Nevada Governor Steve Sisolak removes an outer face mask during a news conference at the Grant Sawyer State Building in Las Vegas, Tuesday, Sept. 29, 2020. The yellow face mask is themed after the Vegas Golden Knights' mascot Chance the Golden Gila Monster. The governor provided updates on Nevada's COVID-19 response efforts and adjustments to current capacity limits on gatherings. (Steve Marcus/Las Vegas Sun via AP, Pool)
Gov. Steve Sisolak said Tuesday that Nevada is seeing an alarming increase in infections and hospitalizations because of a fall surge in the virus.
But he said he isn’t announcing a new directive or more restrictions.
“I want to continue on the path we’re on,” he said at a press conference in Las Vegas.
Keeping it that way and beating the virus, he told all Nevadans, “depends on you.”
“We are in the red zone for cases, the orange zone for positivity,” he said.
For the most recent seven-day period, he said Nevada averaged 666 new cases a day and the current positivity rate is 9.1 percent.
Sisolak said he knows everyone is suffering from fatigue because of how long the pandemic has continued but that now is not the time to let our guard down.
“Risky behavior and complacency, we cannot let that happen,” he said. “We can’t get tired because the virus isn’t tired.”

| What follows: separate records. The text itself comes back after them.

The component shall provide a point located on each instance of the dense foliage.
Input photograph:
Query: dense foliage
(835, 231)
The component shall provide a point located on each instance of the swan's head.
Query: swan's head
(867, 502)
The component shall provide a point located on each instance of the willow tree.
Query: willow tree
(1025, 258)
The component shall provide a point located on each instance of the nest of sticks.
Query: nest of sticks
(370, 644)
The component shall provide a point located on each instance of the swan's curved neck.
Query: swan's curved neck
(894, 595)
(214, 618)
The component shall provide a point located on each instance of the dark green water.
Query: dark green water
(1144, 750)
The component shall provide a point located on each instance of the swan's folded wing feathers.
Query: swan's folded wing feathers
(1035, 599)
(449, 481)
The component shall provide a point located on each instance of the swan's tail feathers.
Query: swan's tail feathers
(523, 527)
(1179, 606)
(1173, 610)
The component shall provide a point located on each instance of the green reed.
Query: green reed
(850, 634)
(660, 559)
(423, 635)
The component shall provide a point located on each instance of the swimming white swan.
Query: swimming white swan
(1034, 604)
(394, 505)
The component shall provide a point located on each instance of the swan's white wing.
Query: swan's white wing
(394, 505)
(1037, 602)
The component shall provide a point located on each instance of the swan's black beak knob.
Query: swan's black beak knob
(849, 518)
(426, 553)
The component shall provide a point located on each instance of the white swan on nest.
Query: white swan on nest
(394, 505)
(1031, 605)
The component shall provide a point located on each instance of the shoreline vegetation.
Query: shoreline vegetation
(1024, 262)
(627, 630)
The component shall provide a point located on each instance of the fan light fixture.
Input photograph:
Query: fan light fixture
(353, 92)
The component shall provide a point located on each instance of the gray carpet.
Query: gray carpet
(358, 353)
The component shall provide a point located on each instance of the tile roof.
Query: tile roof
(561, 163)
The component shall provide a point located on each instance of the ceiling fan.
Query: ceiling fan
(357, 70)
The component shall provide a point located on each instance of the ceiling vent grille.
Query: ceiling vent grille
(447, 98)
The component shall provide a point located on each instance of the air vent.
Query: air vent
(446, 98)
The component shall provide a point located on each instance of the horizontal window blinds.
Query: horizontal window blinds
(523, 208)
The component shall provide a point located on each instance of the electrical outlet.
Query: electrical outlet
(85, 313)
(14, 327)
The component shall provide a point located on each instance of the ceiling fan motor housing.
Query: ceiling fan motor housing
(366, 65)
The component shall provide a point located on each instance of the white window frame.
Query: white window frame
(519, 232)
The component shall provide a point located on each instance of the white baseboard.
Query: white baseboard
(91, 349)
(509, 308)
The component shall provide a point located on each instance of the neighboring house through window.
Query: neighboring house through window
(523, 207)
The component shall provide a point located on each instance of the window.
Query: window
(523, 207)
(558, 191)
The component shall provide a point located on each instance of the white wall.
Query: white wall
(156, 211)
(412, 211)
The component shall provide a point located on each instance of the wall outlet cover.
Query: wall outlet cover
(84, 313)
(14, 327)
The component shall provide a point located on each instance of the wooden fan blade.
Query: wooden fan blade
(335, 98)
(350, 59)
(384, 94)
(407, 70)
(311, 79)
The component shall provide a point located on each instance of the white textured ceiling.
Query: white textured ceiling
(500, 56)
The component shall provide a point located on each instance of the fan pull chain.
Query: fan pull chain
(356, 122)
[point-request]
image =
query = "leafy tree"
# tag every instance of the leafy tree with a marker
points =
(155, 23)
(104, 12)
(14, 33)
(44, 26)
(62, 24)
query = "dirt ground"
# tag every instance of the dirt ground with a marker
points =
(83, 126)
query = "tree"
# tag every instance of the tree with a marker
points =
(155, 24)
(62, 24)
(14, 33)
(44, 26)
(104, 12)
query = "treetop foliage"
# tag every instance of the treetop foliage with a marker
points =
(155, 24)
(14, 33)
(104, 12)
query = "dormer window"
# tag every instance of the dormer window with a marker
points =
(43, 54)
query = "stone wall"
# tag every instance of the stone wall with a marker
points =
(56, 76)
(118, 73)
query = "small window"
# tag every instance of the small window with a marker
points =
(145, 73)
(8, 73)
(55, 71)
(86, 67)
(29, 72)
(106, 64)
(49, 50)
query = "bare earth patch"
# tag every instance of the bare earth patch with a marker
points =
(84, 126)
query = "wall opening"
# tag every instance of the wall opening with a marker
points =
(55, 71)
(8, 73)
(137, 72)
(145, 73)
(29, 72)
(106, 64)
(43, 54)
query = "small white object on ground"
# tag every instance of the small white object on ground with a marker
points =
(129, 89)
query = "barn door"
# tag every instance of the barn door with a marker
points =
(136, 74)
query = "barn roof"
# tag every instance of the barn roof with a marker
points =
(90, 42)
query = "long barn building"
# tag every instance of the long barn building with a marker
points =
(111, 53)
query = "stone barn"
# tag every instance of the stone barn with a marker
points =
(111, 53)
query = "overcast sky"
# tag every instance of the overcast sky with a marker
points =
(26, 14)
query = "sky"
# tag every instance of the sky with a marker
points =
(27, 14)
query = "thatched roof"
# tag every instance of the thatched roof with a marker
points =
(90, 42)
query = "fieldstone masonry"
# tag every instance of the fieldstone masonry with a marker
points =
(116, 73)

He said the behavior of “certain officials at the highest level of our government run contrary to the experts,” he said — a reference to President Trump.
He said that creates division when everyone needs to be united.
“The enemy is the disease. It’s not each other,” Sisolak said. “We have the power to change the trajectory. We all need to do our part to make this happen.”
He said that means wearing masks, social distancing, sanitizing and avoiding large gatherings especially in closed spaces.
“We can fight this pandemic if we all work together, united,” he said.
Sisolak also said that by his next press conference next week, he will have more information on the plan to deliver a vaccine to Nevadans when one is available. But he cautioned that it won’t be available to everybody immediately, that health care workers and the most vulnerable people will get it first.
Asked at what point would he reinstitute restrictions, Sisolak said, “We’re not at that point now. I don’t want to get to that point.”